That's very exciting!! Bernard's dad was a blue oriental - very handsome! I do love Havanas - fingers crossed the gene fairy grants your wish 

I would love to breed one day, still a long way off for me yet though


----------



## MollyMilo (Feb 16, 2012)

we love bsh's said:


> im exited about this thread you have 3 more posts to make b4 you can pm.Come on siamese breeders where are you all.:thumbup:


Noooo don't pm! It's all so interesting, keep it out in the open!

I am fascinated with all this

Good luck notnowbernard!! You are doing a fabulous thing

Where is that online prefix book?


----------



## Misi (Jul 13, 2009)

OrientalSlave said:


> Here you go:
> Siepoo Storm
> 
> The ultra-type modern Siamese are too much for me, I prefer the slightly less extreme Orientals. Of course I adore the very un-typy Caramel-point purring away right now. He has fabulous bright blue eyes as well.

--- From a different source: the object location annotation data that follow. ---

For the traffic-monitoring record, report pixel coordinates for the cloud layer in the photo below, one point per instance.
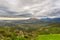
(29, 8)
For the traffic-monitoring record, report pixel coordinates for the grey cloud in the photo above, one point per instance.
(30, 8)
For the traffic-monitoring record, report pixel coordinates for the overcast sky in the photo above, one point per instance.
(29, 8)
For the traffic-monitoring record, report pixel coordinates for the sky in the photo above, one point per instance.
(29, 8)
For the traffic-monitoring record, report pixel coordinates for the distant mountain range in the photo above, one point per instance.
(34, 20)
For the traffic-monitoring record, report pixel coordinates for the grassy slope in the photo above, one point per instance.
(49, 37)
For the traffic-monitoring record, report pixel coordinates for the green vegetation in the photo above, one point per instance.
(10, 31)
(48, 37)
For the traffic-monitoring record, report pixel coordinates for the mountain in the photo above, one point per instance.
(34, 20)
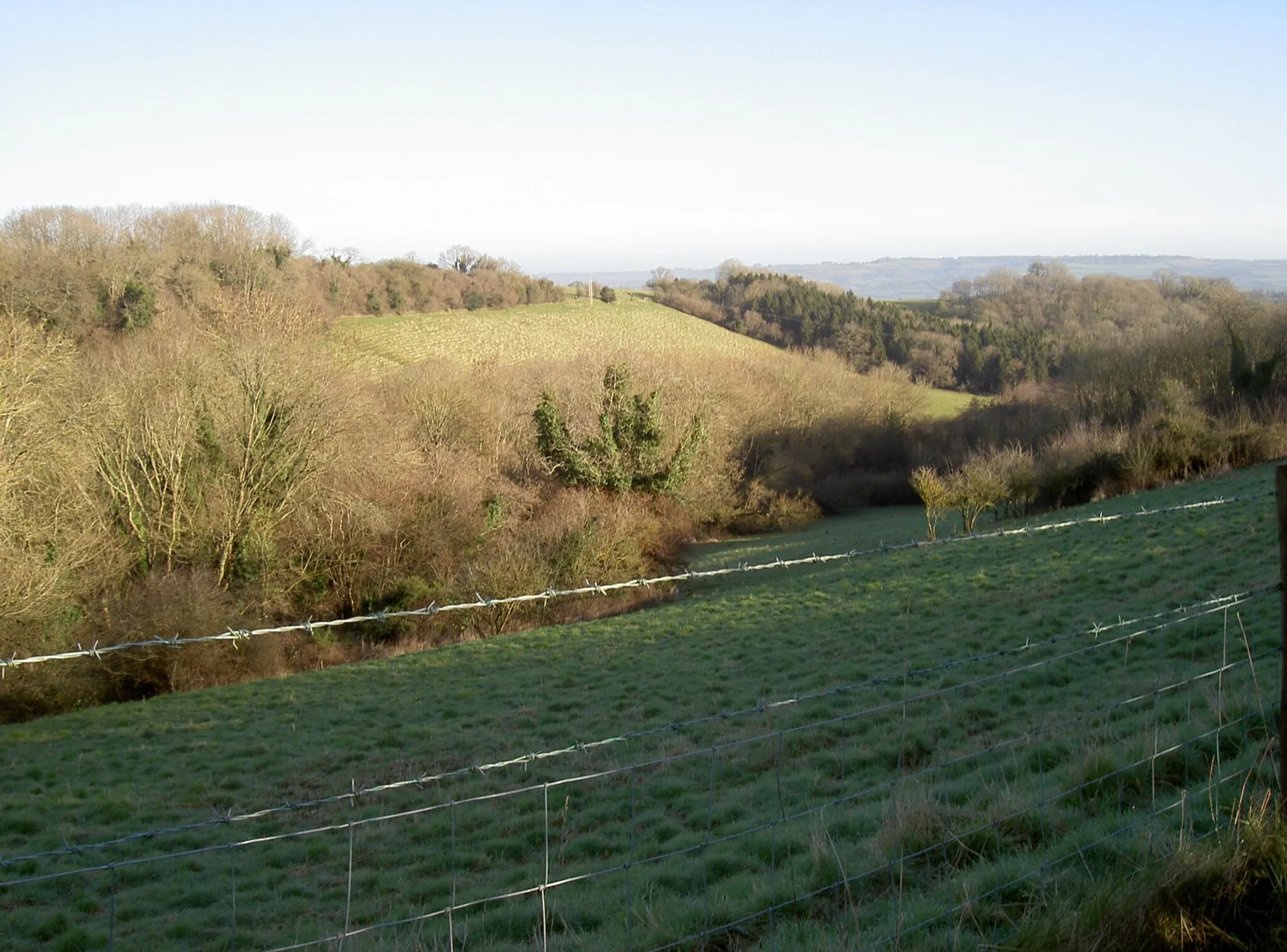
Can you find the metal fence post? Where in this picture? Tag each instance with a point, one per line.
(1281, 508)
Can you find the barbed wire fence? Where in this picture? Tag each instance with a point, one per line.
(945, 794)
(309, 627)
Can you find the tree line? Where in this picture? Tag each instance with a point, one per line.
(185, 447)
(1004, 330)
(102, 270)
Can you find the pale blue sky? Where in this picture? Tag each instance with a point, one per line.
(600, 135)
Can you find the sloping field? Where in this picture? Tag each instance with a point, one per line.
(544, 331)
(907, 748)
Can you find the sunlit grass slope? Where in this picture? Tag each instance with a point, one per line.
(544, 331)
(633, 326)
(724, 645)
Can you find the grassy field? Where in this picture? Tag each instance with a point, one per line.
(534, 332)
(635, 324)
(944, 784)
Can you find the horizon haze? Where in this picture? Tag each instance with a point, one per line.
(588, 137)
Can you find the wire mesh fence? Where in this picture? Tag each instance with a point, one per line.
(919, 801)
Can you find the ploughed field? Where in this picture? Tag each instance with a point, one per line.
(912, 747)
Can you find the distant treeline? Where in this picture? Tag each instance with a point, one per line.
(184, 447)
(98, 270)
(990, 335)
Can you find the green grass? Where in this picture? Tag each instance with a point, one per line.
(945, 404)
(722, 645)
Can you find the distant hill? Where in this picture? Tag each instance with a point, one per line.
(901, 278)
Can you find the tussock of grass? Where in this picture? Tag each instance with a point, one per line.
(1224, 894)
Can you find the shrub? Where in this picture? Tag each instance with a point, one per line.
(626, 452)
(934, 495)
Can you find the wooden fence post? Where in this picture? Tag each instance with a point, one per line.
(1281, 500)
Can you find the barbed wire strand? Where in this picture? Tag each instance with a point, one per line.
(1183, 614)
(653, 763)
(889, 866)
(237, 636)
(545, 887)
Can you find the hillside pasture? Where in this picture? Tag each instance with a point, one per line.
(632, 330)
(958, 741)
(540, 332)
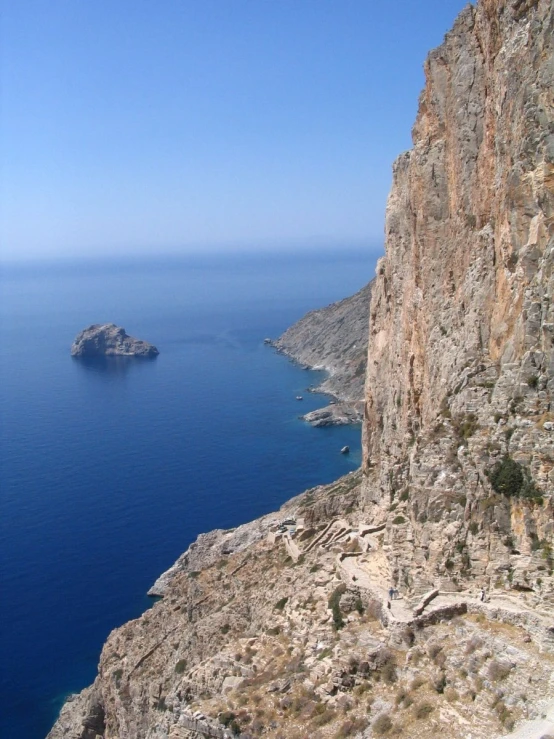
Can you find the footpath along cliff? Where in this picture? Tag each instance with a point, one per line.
(415, 596)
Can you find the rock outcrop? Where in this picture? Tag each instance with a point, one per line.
(415, 596)
(334, 339)
(109, 340)
(461, 361)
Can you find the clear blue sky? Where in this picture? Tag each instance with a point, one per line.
(184, 125)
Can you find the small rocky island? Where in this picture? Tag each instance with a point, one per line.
(109, 340)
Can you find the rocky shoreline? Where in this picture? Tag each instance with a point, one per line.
(413, 597)
(109, 340)
(334, 339)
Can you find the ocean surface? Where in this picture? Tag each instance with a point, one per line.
(108, 470)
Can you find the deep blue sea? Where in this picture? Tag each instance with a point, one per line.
(109, 470)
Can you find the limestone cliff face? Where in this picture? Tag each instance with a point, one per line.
(333, 338)
(286, 627)
(461, 361)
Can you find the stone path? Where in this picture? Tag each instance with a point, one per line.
(538, 729)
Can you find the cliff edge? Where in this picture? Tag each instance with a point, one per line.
(414, 596)
(335, 339)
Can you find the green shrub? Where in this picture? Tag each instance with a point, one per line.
(512, 479)
(382, 725)
(423, 710)
(533, 381)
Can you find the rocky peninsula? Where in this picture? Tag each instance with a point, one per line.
(109, 340)
(414, 597)
(334, 339)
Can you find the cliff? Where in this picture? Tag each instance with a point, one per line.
(335, 339)
(461, 370)
(287, 627)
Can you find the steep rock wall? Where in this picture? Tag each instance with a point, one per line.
(461, 360)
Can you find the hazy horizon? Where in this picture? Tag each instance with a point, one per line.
(204, 127)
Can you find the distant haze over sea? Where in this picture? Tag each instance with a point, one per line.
(109, 470)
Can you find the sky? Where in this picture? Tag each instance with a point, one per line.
(140, 127)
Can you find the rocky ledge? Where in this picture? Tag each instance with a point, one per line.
(103, 340)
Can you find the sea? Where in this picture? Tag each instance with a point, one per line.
(110, 469)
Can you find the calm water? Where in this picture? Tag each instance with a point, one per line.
(108, 471)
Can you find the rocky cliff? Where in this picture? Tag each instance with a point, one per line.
(415, 596)
(109, 340)
(458, 432)
(335, 339)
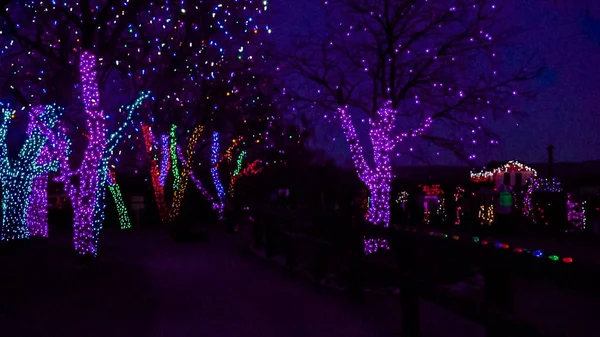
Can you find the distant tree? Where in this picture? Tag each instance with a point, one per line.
(406, 64)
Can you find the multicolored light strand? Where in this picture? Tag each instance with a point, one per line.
(115, 191)
(185, 172)
(214, 171)
(155, 164)
(17, 176)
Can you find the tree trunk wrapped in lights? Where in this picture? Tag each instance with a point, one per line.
(430, 61)
(185, 170)
(88, 196)
(159, 168)
(377, 178)
(18, 174)
(115, 190)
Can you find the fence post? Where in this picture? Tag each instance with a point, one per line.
(406, 256)
(290, 259)
(270, 236)
(498, 291)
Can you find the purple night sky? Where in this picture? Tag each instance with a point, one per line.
(566, 112)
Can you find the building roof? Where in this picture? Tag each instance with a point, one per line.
(488, 171)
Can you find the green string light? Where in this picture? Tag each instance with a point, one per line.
(174, 159)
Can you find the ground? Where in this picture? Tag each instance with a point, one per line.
(145, 285)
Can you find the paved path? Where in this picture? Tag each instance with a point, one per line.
(146, 286)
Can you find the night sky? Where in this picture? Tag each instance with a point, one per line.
(565, 34)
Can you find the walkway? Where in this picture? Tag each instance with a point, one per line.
(146, 286)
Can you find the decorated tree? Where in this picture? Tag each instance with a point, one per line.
(210, 51)
(414, 69)
(18, 173)
(96, 35)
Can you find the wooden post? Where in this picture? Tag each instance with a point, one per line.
(270, 243)
(406, 256)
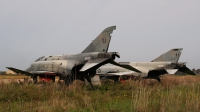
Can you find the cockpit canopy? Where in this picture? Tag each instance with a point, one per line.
(39, 58)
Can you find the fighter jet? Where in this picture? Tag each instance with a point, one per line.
(165, 64)
(77, 66)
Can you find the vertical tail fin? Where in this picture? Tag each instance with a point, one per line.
(101, 43)
(172, 55)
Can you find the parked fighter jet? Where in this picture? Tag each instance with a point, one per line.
(78, 66)
(165, 64)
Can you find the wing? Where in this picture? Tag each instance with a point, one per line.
(186, 70)
(19, 71)
(30, 73)
(93, 64)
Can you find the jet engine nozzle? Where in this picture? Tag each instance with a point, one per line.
(111, 55)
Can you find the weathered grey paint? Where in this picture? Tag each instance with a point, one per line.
(172, 55)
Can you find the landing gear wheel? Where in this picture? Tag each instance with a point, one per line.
(35, 79)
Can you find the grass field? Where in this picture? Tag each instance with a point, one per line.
(175, 94)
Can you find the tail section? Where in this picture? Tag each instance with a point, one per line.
(172, 55)
(101, 43)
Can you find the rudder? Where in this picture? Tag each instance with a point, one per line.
(101, 43)
(172, 55)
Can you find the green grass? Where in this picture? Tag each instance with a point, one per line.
(175, 94)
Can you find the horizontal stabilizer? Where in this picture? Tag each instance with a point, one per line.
(120, 73)
(172, 55)
(94, 64)
(19, 71)
(186, 70)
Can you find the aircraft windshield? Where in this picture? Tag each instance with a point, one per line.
(39, 58)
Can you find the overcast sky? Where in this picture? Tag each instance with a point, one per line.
(145, 28)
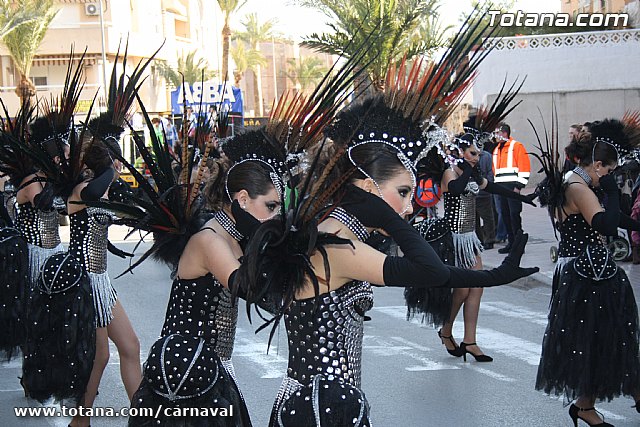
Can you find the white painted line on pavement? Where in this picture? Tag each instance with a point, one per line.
(513, 311)
(272, 365)
(381, 347)
(509, 345)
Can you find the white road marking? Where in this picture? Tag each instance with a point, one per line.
(271, 365)
(508, 345)
(515, 312)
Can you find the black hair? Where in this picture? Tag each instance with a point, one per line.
(585, 150)
(252, 176)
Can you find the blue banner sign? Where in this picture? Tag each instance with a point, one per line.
(208, 93)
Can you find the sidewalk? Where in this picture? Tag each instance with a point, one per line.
(536, 222)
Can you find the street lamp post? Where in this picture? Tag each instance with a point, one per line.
(104, 55)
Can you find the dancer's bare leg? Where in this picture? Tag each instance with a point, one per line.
(124, 337)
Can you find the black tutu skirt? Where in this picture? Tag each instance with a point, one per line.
(61, 332)
(433, 304)
(14, 285)
(185, 384)
(590, 346)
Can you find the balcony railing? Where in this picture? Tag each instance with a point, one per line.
(551, 41)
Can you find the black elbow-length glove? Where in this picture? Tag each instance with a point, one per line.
(607, 222)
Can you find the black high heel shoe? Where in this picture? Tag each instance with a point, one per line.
(24, 388)
(457, 351)
(574, 413)
(478, 357)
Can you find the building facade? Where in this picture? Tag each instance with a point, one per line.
(182, 25)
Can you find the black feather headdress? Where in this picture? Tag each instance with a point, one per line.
(482, 124)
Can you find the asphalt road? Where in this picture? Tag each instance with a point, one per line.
(408, 377)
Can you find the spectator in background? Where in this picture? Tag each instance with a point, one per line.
(511, 168)
(157, 128)
(484, 205)
(569, 164)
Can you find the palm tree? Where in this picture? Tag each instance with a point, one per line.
(24, 40)
(400, 24)
(254, 33)
(245, 60)
(228, 7)
(187, 67)
(306, 72)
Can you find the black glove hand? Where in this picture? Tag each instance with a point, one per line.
(608, 183)
(43, 201)
(371, 210)
(118, 252)
(246, 223)
(476, 174)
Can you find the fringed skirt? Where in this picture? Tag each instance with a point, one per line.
(14, 285)
(104, 298)
(183, 389)
(433, 304)
(37, 256)
(330, 402)
(61, 339)
(467, 247)
(590, 346)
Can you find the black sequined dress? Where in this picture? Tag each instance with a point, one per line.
(590, 346)
(325, 334)
(89, 234)
(454, 239)
(202, 309)
(40, 229)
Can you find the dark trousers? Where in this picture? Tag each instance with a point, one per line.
(485, 212)
(511, 210)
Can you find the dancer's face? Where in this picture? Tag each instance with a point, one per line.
(263, 207)
(472, 155)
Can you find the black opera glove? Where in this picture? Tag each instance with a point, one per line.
(246, 224)
(628, 223)
(43, 201)
(458, 185)
(118, 252)
(503, 191)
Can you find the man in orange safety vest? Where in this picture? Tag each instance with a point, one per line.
(511, 168)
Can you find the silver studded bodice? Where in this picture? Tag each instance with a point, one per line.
(89, 233)
(38, 228)
(202, 307)
(576, 235)
(327, 338)
(460, 210)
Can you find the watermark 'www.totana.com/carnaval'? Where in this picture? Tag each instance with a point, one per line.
(522, 19)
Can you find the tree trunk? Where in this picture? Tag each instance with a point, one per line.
(25, 90)
(226, 37)
(257, 93)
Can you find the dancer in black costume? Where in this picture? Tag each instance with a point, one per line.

OMG!! I didn't see this when I was Googling. Gotta love Pawpeds. Isn't is just amazing what you can find online, now???


----------



## Misi (Jul 13, 2009)

Cross-referencing the pedigrees in Pawpeds, I recognise loads of names from my Siamese lad's pedigree. I wish my mother would find his flipping pedigree!


----------



## louise cat crazy lady (Feb 1, 2011)

My grandma and grandad got their fist siamese cat in the 60's. He was from a breeder in Kent. He was called Celius. I can ask my grandma if she remembers the prefix or poss has his pedigree.


----------



## lymorelynn (Oct 4, 2008)

I have tracked down Solomon's pedigree - it's in the attic  but I will go up there over the weekend. I've been trying to remember some of the names on it but can only remember one - Tamarack Tao ... oooh just remember dad was something like Taspertu Spindleberg
ETA - found him on Pawpeds :thumbup:
Taspertu Spindleberg


----------



## louise cat crazy lady (Feb 1, 2011)

just looked on pawpeds and my boys names didn't come up when i put them in :confused1:


----------



## lymorelynn (Oct 4, 2008)

It's possible they haven't been added to the data base. I haven't put mine on there yet must get round to doing it.


----------



## louise cat crazy lady (Feb 1, 2011)

does the breeder do this? my boys are 2 so i guess they won't get added now if.


----------



## lymorelynn (Oct 4, 2008)

I think you can do it - you have to email copies of pedigree and registration slips. Click on submit info and it will tell you who to send it to. I've just looked and neither of Mai Tai's parents are on there but the dad to my kittens is :thumbup:


----------



## MollyMilo (Feb 16, 2012)

louise cat crazy lady said:


> just looked on pawpeds and my boys names didn't come up when i put them in :confused1:


i can only find my older Siamese on there too louise 

not to worry you don't need it. Just select another name from the next generation on your pedigree to search their ancestors


----------



## Notnowbernard (Jul 31, 2012)

louise cat crazy lady said:


> My grandma and grandad got their fist siamese cat in the 60's. He was from a breeder in Kent. He was called Celius. I can ask my grandma if she remembers the prefix or poss has his pedigree.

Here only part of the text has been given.